Life for the author and her siblings seems idyllic and full of adventure. One of my favorite passages inspires the book’s title: Robyn needs a new riding saddle but needs to earn money to buy it. She decides to adopt 20 former battery (factory-raised) chickens, let them loose, give them a good life, and sell the first in the area’s free-range eggs. This plan works amazingly well. The chickens are ecstatic to feel dust and dirt under their tiny feet, and the eggs pay for most of her saddle. ”They had, of course, never even stood on soil, let along had the space in which to really scratch… all twenty of these scrawny one-year-old chickens still knew exactly what to do.”

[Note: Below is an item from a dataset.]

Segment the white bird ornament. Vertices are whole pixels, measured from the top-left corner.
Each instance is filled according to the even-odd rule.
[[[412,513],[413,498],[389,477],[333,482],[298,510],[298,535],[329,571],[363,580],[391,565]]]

But a terribly serious aspect looms as the three children become teenagers. The first case of AIDS hits Botswana in 1985. In Dr. Scott’s practice, approximately 50 percent of his patients develop symptoms. One quarter of the country’s population develops the disease. Many people have multiple sex partners; many men refuse to use condoms. Babies are born with AIDS and, at its onset, no educational campaigns or drugs or natural remedies exist. The Scotts’ lives all become involved with the epidemic and its ramifications - all hoping for cures, all reeling from its immensity.

The epidemic aside, this memoir is touching, hilarious in parts, and captivating as it is so different than most American readers’ experience and/or conception of childhood. This memoir provides the reader with a breath of exotic fresh air.